Пьет кефир. Не знает мата.
Ну, ка. Что это за звер-р-р?
То советский инженер.
Некоторые странности фамилии, позволяли Петру Гробочинеру, поучаствовать в массовом исходе неприкаянного народа. Кто знает вырасти Альберт там в свободном от свободе мире, как бы все сложилось. Но отец не поехал. Беспартийный трудяга номерного завода, без всякой надежды на карьерный рост, отец Альберта, неисправимый романтик, а в нагрузку политинформатор заводского клуба поступил глупо. Так считал его сын. Так считали другие. Он же сумасшедший как заведенный, твердил о каких-то там березках и родных могилах. И всю жизнь ходил в картофельном костюме. Кончено, он не поехал. Часто и порой зло, корил за это старика Альберт. Меж тем шли годы. Альберт мужал, родители старели. Вот и все, что было нового в нескончаемой веренице лет. В будни ели на кухне. В праздники раскрывали стол-книгу, стелили скатерть, накрывали ее клеенкой. Приходили гости: отцовы и мамины сослуживцы, все похожие друг на друга. Ели салаты, пили водку, смотрели телевизор. От такого веселья у Альберта ныли зубы. Альберт закончил школу в девянстом. «Эх кабы к этому профилю, да чуточку мозгов» — неожиданно трезво для выпускного вечера оценила возможности своего ученика учительница русского языка и литературы(строгая дама с синими волосами и пугающей семидесятилетней стройностью). Не смотря на нелестную оценку Альберт не затерялся в водовороте взрослой жизни. Отец просил за сына у старого приятеля — члена приемной комиссии. Альберт поступил. Далеко не МГИМО, всего лишь лесотехнический. Но высшее образование. Но не армия. Грянул 91-й. Год-ледокол. Он взломал лед и судьбы… В столицах царствовала болонья. Не рамочные молодые люди в ярких куртках и лыжных шапочках «петушках» выходили на улицы, у страивали митинги и многотысячные толпы внимали испорченным спортинвентарским микрофонам.
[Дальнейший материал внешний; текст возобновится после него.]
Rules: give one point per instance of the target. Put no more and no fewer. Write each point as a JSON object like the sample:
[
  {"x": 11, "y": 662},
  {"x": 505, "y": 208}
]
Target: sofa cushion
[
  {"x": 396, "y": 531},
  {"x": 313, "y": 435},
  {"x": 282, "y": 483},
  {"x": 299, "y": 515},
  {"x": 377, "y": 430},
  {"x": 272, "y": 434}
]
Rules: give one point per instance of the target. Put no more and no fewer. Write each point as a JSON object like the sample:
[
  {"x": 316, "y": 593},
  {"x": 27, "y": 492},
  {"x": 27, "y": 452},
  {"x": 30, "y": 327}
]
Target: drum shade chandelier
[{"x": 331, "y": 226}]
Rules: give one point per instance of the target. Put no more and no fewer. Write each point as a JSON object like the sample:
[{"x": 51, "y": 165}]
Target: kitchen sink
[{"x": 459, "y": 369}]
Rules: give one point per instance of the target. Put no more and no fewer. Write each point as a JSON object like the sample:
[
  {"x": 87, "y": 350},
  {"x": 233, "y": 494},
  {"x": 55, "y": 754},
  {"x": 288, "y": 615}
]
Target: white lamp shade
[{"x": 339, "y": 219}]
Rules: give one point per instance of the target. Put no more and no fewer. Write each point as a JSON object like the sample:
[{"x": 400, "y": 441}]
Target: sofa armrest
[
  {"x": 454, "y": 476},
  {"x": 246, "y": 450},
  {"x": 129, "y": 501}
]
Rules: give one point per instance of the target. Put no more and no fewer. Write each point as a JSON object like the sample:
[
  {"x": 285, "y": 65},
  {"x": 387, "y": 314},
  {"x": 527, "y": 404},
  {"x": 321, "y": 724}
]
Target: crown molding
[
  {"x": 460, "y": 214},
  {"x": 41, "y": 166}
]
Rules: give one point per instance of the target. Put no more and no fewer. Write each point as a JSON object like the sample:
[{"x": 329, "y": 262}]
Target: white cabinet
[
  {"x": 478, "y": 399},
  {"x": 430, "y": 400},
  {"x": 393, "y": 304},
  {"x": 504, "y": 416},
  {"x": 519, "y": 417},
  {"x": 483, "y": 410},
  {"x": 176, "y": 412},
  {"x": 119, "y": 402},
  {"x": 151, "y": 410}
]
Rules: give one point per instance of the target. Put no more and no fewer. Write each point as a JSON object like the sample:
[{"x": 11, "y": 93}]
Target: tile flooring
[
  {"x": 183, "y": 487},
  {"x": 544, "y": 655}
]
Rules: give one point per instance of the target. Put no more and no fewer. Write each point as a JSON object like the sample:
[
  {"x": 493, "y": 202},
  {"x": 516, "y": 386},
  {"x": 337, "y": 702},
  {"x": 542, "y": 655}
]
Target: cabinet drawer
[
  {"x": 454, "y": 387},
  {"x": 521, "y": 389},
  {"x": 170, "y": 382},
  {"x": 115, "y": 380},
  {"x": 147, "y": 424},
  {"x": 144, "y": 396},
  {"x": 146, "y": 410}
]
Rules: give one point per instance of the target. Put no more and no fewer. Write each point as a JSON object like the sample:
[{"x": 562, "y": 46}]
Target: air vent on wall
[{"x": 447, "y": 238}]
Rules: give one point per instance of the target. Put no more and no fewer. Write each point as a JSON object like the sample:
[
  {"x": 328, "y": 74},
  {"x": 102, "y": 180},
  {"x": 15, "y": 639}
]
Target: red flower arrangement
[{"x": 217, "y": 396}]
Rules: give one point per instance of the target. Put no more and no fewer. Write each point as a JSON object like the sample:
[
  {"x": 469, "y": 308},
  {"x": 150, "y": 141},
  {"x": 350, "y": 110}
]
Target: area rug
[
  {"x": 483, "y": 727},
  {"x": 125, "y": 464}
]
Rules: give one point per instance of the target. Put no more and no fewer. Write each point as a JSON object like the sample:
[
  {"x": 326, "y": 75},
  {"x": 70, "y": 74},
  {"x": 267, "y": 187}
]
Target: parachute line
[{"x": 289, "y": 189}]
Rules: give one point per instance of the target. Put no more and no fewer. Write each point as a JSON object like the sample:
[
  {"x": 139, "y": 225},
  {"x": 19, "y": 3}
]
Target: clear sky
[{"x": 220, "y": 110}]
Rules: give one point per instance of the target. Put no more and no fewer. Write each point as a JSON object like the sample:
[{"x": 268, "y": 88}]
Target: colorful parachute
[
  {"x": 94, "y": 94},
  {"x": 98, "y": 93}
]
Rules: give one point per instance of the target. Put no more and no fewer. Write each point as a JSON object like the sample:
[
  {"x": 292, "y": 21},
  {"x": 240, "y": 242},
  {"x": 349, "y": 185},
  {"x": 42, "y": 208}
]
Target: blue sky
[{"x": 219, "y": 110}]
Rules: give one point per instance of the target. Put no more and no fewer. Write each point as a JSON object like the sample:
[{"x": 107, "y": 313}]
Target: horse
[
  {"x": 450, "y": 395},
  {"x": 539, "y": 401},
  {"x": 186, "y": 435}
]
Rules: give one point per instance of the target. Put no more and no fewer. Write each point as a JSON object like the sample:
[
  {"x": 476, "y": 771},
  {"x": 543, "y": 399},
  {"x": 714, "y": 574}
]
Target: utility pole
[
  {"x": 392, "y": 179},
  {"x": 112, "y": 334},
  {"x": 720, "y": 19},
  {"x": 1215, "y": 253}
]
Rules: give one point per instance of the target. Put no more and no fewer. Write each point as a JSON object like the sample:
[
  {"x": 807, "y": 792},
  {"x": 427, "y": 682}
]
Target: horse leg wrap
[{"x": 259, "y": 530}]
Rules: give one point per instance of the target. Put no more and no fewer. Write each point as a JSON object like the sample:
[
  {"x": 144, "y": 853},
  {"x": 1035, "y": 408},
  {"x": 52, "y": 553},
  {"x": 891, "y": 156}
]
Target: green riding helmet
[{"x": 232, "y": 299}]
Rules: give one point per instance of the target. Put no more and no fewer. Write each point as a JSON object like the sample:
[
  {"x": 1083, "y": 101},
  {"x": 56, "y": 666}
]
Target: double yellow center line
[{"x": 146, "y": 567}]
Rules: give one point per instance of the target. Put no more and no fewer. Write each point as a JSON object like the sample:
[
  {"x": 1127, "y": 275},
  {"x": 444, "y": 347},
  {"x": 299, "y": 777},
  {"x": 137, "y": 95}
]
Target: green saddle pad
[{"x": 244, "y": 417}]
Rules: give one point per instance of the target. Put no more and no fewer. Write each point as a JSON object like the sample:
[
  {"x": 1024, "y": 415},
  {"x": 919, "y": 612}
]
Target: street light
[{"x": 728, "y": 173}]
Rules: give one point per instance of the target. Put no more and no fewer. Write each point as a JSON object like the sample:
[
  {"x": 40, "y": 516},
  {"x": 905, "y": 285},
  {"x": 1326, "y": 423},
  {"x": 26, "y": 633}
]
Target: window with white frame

— Не так жили. неправильно. Как живем. Хотим как другие. как все хотим.
Дрожал чиновничий драп. Побивала его болонья. Воля. Во-о-о-люшка бродила по городам. А что в провинции? Нет, там читали газеты, тихо страшились, обсуждая странные марсианские для них события. Пока… Пока не забурлили очереди перед магазинами, не забили яростно хвостами, не ворвались вовнутрь и на простой вопрос.